Apptainer
Configuration File
A default configuration file can be generated with :
distribute template apptainer
---
meta:
batch_name: your_jobset_name
namespace: example_namespace
matrix: ~
capabilities:
- apptainer
- gpu
apptainer:
initialize:
sif:
path: execute_container.sif
required_files:
- path: /file/always/present/1.txt
alias: optional_alias.txt
- path: /another/file/2.json
alias: ~
- path: /maybe/python/utils_file.py
alias: ~
required_mounts:
- /path/inside/container/to/mountL
jobs:
- name: job_1
required_files:
- path: job_configuration_file.json
alias: ~
- path: job_configuration_file_with_alias.json
alias: input.json
meta section
The meta section is identical to the meta section of python.
The namespace field is a string that describes all of the batch_names that
are a part of this namespace.
The batch_name is an a simple string to identify what jobs are in this batch.
If your distribute cluster has been configured by your adminstrator for matrix support,
you can specify the matrix field to be your matrix username in the form of @your-user:matrix.org
and you will receive a message when all of the jobs in this job batch finish.
The capabilities section is a list of dependencies that are required to be present on the compute node.
Since you are responsible for bundling all your dependencies in your apptainer image, the only capabilities
requires here are apptainer. If you require a GPU on the compute node, you can also specify the gpu
capability.
On the server, each batch_name must be unique to each namespace. This means the results of submitting
two batches of batch name name_xyz with identical namespaces is undefined. This is because on
the server each batch name is a subdirectory of the namespace. For example, if we have run
two job batches job_batch_01 and job_batch_02 under the namespace example_namespace,
the directory structure might look like
example_namespace/
├── job_batch_01
│ ├── job_1
│ │ └── stdout.txt
│ ├── job_2
│ │ └── stdout.txt
│ └── job_3
│ └── stdout.txt
└── job_batch_02
├── job_1
│ └── stdout.txt
├── job_2
│ └── stdout.txt
└── job_3
└── stdout.txt
For example, if I am running many aeroacoustic studies with OpenFoam, a namespace might be
austin_openfoam_aeroacoustic, and then I run batches with incremented names,
supersonic_aeroacoustic_00X, subsonic_aeroacoustic_00X, transsonic_aeroacoustic_00X. My meta
section for one of these job batches would look like:
meta:
batch_name: subsonic_aeroacoustic_004
namespace: austin_openfoam_aeroacoustic
matrix: @my-username:matrix.org
capabilities:
- apptainer
- gpu
apptainer section
the apptainer section has two subsections: initialize which handles the setup of the solver
and jobs which specifies a list of jobs that are part of this job batch.
initialize section
The sif key contains a path to a .sif file that was constructed from apptainer build.
Information on building these .sif files is available here.
Ensure that you .sif file also contains the correct %apprun distribute interface.
The required_files contains a list of files, each file with a path and alias.

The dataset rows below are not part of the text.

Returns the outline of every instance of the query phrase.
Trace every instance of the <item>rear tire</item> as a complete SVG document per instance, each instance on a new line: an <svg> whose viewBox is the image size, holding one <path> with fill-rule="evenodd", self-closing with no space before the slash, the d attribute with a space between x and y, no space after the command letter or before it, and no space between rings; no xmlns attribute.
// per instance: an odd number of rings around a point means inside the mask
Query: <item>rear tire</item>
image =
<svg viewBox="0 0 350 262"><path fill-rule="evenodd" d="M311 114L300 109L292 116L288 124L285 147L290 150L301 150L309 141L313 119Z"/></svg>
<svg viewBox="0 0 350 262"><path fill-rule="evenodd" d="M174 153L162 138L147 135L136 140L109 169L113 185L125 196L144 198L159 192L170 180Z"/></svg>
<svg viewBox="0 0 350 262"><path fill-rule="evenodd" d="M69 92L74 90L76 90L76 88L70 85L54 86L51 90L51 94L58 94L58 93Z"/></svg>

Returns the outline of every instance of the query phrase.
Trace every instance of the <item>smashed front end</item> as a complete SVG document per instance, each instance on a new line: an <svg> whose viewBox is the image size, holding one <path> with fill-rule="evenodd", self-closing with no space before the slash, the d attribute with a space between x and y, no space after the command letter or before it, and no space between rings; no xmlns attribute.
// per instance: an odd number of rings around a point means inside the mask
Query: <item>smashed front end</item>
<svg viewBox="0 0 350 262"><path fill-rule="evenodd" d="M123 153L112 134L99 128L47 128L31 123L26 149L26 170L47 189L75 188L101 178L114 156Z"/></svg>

The path is a path to a file on disk, and the alias is a filename as it will appear
in the /input directory of your .sif solver when executed. A more in-depth
explanation of this behavior is available in the input files section
required_mounts provides a way to create mutable directories in your container from within a compute
node. Ensure that this directory does not exist in this container since it will be created at runtime.
More information on binding volumes (and creating mutable directories) is found here.
jobs
This field contains the list of jobs and the locations of their input files on disk. For each job, there are two configuration keys:
name: the name of the job in this batch. Job names must be unique to the batch_name field from
the meta section: there cannot be two jobs with the same name in the same batch.
required_files: a list of files, each containing a path key and optional alias key. These
files are identical in configuration to the required_files from the initialize field above.
Each file has path (a location on disk) and an optional alias field, or the name of the file
as it will be represented in the /input directory when that job is run.
For example, if the jobs section of the config file contained
jobs:
- name: job_1
required_files:
- path: job_configuration_file.json
alias: ~
- path: job_configuration_file_with_alias.json
alias: input.json
then this batch would have one job named job_1. When this job is executed, the /input directory of
the apptainer image will contain a file job_configuration_file.json and input.json since the
second file was aliased. Additionally, any files specified in the required_files of the initialize
section will also be present in the /input directory.
Workflow Differences From Python
The largest difference you will encounter between the apptainer and python configurations is the way in
which they are executed. While each python job has its own file that it may use for execution, the apptainer
workflow simply relies on whatever occurs in %apprun distribute to read files from /input and execute the
binary directly. Therefore, each job in the configuration file only operates on some additional input files
and the .sif file never changes. This is slightly less flexible than the python configuration (which allows
for individual python files to run each job), but by storing your input files in some intermediate structure
(like json) this difficulty can be easily overcome.